Bu durum yalnızca Urfa'ya mı mahsustur bilmiyorum amma; "Efendim, Antep'te 30 aday adayı varmış, bizde 300 aday adayı…" şehir efsanesi dolaşıyor dillerde… Başbakanla bir el sıkışmışsınız diye adaylığı garantilemiş gözüyle bakarsa insan kendi kendine;  300 aday adayı bence Urfa'ya azdır gelin bunun yanına bir sıfır daha atalım kaliteyi(!) yükseltmiş olalım. Çünkü; " ne kadar aday adayı çoksa o kadar güçlü" olmanın verdiği bir durummuş diye polyana yapıyorlar ileri gelenlerimiz(!)

Bir yılı bile doldurmayan parti yöneticiliği olan, daha doğru düzgün bir seçim atlatmadan sicilinde büyük bir yerel seçim yenilgisi taşıyan başkan ve yönetim kurulu üyeleri eğer sabırsızca seçilmenin şehvetine kapılıp topluca istifa kervanına katılabiliyorsa buna organize işler denilir ya da "çok güzel hareketler bunlar" diyebilirim…

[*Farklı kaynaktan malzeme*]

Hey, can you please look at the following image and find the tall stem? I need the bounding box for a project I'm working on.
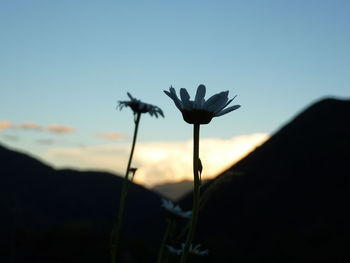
[110,113,141,263]
[157,219,175,263]
[180,124,201,263]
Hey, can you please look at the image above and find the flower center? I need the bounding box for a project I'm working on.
[181,110,214,124]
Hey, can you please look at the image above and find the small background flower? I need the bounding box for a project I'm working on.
[161,199,192,219]
[117,92,164,118]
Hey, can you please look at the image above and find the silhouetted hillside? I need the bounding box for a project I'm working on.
[182,99,350,263]
[0,146,165,262]
[152,180,207,201]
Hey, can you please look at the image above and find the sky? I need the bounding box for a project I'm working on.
[0,0,350,186]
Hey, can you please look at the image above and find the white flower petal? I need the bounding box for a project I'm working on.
[180,88,192,110]
[194,84,206,109]
[203,91,228,113]
[214,105,241,117]
[164,87,182,111]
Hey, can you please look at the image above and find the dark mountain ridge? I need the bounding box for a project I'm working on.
[182,99,350,263]
[0,146,165,262]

Memlekette kangren olan bir ulaşım sorunu var; hangi aday adayı bu güne kadar bununla ilgili proje sundu ya da açıklama yapabildi. İnsanlar Urfa'nın yerel seçimlerdeki düştüğü ve düşürüldükleri durumu hafızalarımızda taze iken, markalaşamamış bir şehrin sakinleri olarak markalaşmış bir liderin partisi yol geçen hanına dönmüşse eğer; bundan kendisini sorumlu tutmuyorsa kendini baş zanneden ikircik bir yürek taşıyan bu adamlar. "Hangi taşı kaldırsanız altında bir aday adayı çıkacak gibi. Ceee… Bende adayım bende adayım diyecek gibi! Benim onlardan neyim eksik… Benden iyisini mi bulacaklar! " hoop adaylığıma laf söyletmem" fazlalığım bile var!" diyorsa bu güçlüden yana olmanın ve güçten yana olmanın dayanılmaz hafifliğidir.
Geçmişte sağ ya da solda, aşağı yada yukarıda siyaset yapmış olmanız çokta önemli değildir zaten; yeter ki siz niyet edin ve gidin bir reklamcıya imajınıza imaj katsın ve unvanlarınız sıralansın dilsiz, ağızsız isimleriniz önüne ve versin coşkuyu uyduruk kafiyeli sloganlara ve nur topu gibi bir aday adayımız daha doğmuş olsun. İşte bu Urfa'da biberi fırına atıp yanında da aklımızı peynir ekmek gibi yemek kadar kolaydır aday adaylığı..!    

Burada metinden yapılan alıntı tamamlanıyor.